Kate Aplington


Kate Adele Aplington was an American novelist, photographer, painter, suffragist, and clubwoman.
She was born Kate Adele Smith, the daughter of Henry H. Smith, a school superintendent, and Elizabeth Melinda Smith. She graduated from Polo High School in Polo, Illinois. She taught high school herself briefly at Ottawa High School in Ottawa, Illinois. In 1879, she married John Aplington, a lawyer, and they moved to Council Grove, Kansas the next year.

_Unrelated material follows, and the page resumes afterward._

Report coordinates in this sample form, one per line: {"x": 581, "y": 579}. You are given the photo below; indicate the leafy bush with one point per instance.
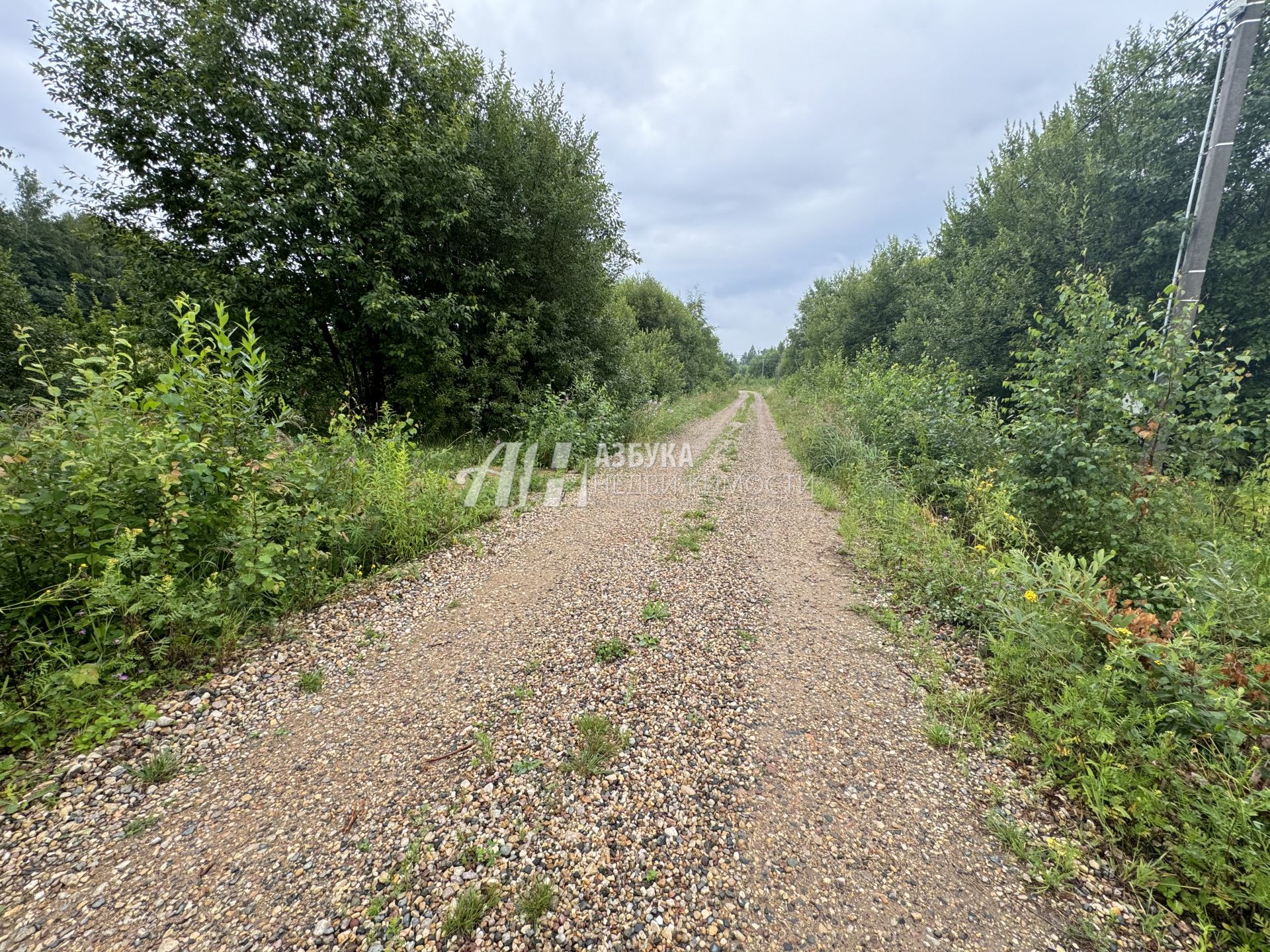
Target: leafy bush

In Council Grove, Kate Aplington operated a photography studio. She was active in many civic causes. She served as recording secretary of the Kansas Equal Suffrage Association. She worked to preserve Hermit's Cave on Belfry Hill as a public park. She established the Aplington Art Gallery or the Kansas State Art Collection, a collection of art prints that toured the state of Kansas. In 1913, the Aplingtons moved to Florida, and Kate Aplington engaged in similar civic work in Miami, Florida.
Her novel Pilgrim of the Plains: A Romance of the Santa Fe Trail is the diary of Delia Randall, a girl travelling in a prairie caravan in the 1830s. At the time of her death, she had completed a book about Florida, The Strangler Tree.
Kate Adele Aplington died on September 26, 1928, aged 69, in Miami, Florida, aged.